I spent eight years as a federal regulator with the U.S. Commodity Futures Trading Commission, which oversees oil (and other commodity) speculators. What keeps the futures markets honest is the threat of delivery. If you still hold your oil futures contract at the delivery date, you suddenly get physical possession of 42,000 gallons of oil! You’d better have a very big storage tank, or you’ll have to sell the oil back to the industry at whatever price you can get. Mostly, speculators settle their contracts before they incur the big expense of taking delivery.
But not always. The oil-rich Hunt Brothers decided in 1977 that soybeans would be in short supply, and they bought (with other family members) 22 million bushels of soybeans for fall delivery. As it happened, the South American soybean crops were bigger than expected, and the price of soybeans went down instead. The Hunts took delivery on 600,000 tons of soybeans, delivered in Toledo as the St. Lawrence Seaway was freezing for the winter! They had to pay massive storage charges and then sell the beans at a loss in the spring.
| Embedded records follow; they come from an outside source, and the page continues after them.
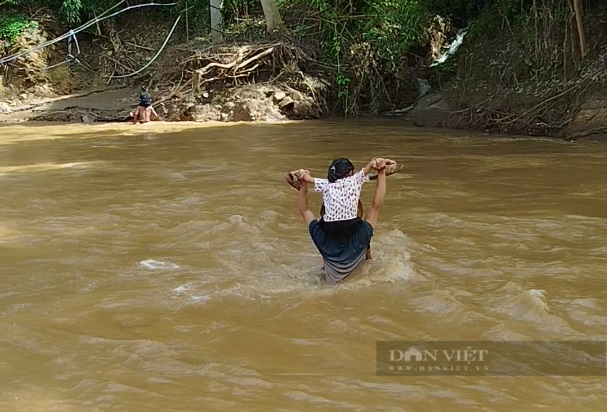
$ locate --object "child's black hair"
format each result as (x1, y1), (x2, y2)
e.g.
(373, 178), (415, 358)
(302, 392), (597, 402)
(327, 158), (354, 183)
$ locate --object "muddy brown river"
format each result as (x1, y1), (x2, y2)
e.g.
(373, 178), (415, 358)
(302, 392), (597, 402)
(0, 120), (606, 411)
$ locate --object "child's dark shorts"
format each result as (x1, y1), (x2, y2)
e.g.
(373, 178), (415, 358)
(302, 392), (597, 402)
(308, 217), (373, 283)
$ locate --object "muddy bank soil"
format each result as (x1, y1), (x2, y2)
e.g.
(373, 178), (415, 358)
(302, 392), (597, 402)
(0, 83), (316, 123)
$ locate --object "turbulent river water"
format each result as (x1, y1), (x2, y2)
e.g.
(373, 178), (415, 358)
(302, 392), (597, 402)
(0, 120), (606, 411)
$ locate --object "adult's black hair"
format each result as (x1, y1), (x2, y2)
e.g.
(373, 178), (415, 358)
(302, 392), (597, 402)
(327, 158), (354, 183)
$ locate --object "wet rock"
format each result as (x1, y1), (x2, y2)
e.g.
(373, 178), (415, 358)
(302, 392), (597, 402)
(166, 83), (319, 123)
(0, 103), (11, 113)
(273, 90), (286, 102)
(232, 102), (254, 121)
(278, 96), (294, 110)
(188, 104), (221, 122)
(408, 93), (453, 128)
(293, 99), (313, 118)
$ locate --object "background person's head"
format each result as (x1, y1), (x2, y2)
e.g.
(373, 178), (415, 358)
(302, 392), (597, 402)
(327, 158), (354, 183)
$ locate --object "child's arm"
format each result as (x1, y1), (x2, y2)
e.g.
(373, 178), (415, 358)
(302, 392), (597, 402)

In another famous attempt to corner the silver futures market, the Hunts lost a reported $1.5 billion. They bet they could control the silver market by buying huge amounts of futures contracts, hoping industrial demand for silver in computers and photo film would drive up the price. In a counter-move, the sellers bought huge amounts of silver jewelry from village women in India, had it refined, and dumped it at the Hunt’s feet—within a few weeks.
The President’s energy policies are still tied to the environmental movement’s belief that humans have to give up most of our current energy, live in high-rises so we can walk to work, or alternatively live on a farm and plough our land with horses.
I wrote after Obama came into office that “Only a fool would try to limit greenhouse emissions during a recession and while global temperatures are falling.” But the grand green dream of a small human population living sparsely is dying hard.